A report in Pediatrics Child Health, released in PMC, focused on several simple studies. One of the studies showed that 10-minute handling in ten weeks makes deprived babies feel better. Limb movement was used as a form of sensory stimulation. No one thought that 10 minutes of handling can make the babies “spit up” less.
In premature babies, simple stroking of their arms and legs and mild limb movement can actually promote weight gain, alertness, mobility, adaptation to repeated stimuli and awareness of their body parts. Within a year, babies had better weight and improved motor skills.
Oxytocin and hugs
Oxytocin is a hormone released from the pituitary gland. The production of this neurotransmitter is increased during breastfeeding, orgasm and hugs.
Healthy oxytocin levels improve the bond between a mother and her child. Breastfeeding boosts hormone levels in babies, remember?
Oxytocin is known as the “love hormone” or the “hug hormone.” It’s complicated and scientists first thought it only aids in uterine contractions during birth. Thorough research showed that oxytocin has a direct impact on the body when released into the brain. Oxytocin has an impact on our cognitive, emotional, and social behavior.
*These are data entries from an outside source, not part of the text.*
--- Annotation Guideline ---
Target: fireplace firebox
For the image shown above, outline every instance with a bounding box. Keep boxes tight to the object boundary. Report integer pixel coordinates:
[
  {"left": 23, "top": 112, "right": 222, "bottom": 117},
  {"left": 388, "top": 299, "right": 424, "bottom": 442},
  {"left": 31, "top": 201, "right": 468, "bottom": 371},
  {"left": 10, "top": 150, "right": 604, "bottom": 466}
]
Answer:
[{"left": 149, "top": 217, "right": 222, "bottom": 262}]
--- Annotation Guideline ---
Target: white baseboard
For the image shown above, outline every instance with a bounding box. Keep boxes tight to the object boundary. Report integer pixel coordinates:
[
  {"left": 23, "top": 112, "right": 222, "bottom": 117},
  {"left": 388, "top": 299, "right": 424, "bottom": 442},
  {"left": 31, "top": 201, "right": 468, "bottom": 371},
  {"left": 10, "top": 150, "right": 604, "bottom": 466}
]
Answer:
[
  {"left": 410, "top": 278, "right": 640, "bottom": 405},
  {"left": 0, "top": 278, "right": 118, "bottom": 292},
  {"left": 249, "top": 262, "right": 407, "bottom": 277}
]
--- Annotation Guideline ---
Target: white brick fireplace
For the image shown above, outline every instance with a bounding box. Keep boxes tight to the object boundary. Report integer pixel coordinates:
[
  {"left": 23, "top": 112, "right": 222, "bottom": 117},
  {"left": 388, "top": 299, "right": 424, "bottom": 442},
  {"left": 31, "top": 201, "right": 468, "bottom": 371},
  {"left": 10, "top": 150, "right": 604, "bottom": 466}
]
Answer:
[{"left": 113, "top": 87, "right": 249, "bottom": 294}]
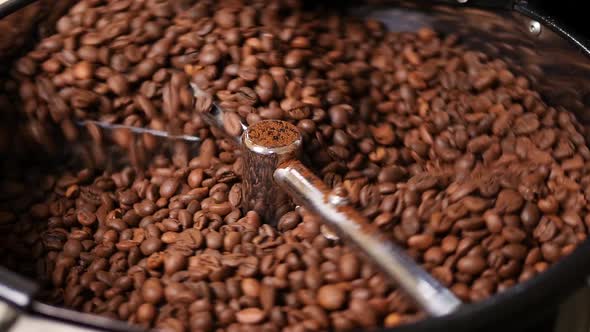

An article in the journal Nature revealed the results of several studies based on oxytocin and its impact on behavior.
Researchers observed female mice who had never given birth to crying babies. They had almost no reaction to the cries. When injected with oxytocin, the mice responded as mother normally do.
It was found that oxytocin reduces some neurons. It enhanced cries, making them more important. That’s how mothers distinguish their kid’s cries from other babies.
A study released in the American Psychological Association included information on women at different stages of their pregnancy. There were three groups – first trimester, third trimester, and the first month after birth. It was found that women with a high level of oxytocin in the first trimester had better bonds with their children.
The same applies to women with high levels of this hormone throughout their pregnancy.
Oxytocin and brain development
Oxytocin is complex. People who boost your levels of oxytocin make you feel safe, trustworthy and loved.
Researchers will continue studying oxytocin and its complex nature. These studies provide great results, and we would love to read more about the impact of this incredible hormone.
Science has the perfect answers to all the questions you may have. Touch is important for your baby’s development and parents know it best. a simple hug will make your baby or teenager feel better.
Hugs make us feel special, and it’s the best gift for the people you love.